I lower the door of my car boot enough to see, approaching the yoke of cottages that join Well Road and The Borough, a woman walking slightly ahead of a little boy on a bicycle. My spectacles are on the dashboard; I cannot determine if these are people I know. The boy lingers next to one of the garden gates, and gazes through the slats at a barking dog, whilst the woman continues walking, looking directly at me. I recognise her as someone from the school run.

I lift the door fully. "You will find this funny," she says. I greet her with a "Hi," my face's quizzical expression inviting her to elucidate. "We were talking to Rufus last night about what people in the village do for a living, and he thought you were in the army." She can see that I am mystified, and so tugs on the cuff of my jacket. "Because you wear this army jacket," she adds, laughing. "Oh. Right," I say. "Yes, well he didn't believe us when we told him you're a house husband." I am about to say "I'm not a house husband," when Rufus, having caught up with his mother, points to the granite blocks in the back of my car, and says: "What's that?" "It's granite for our garden," I rejoin. He cycles on without acknowledging my reply.
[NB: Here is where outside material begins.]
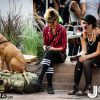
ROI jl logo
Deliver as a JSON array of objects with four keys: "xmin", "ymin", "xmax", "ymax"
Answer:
[{"xmin": 88, "ymin": 86, "xmax": 100, "ymax": 98}]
I wonder if he has been taken on his rites of passage trip by now. His father once told me that, when his son is old enough, he will take him for a drive through the "estate parts" of the village, to make him grateful for what he has in life. He went on to say that he only drives German cars.

I am unloading granite from the boot of this Japanese car. Infrequently, when there are no other spaces along The Borough, I have opted to park my blue Honda Stream on the road outside Rufus's dad's house, but recently, on such occasions, when I have come back to it in the morning, one of the windscreen wipers is jutting out reproachfully.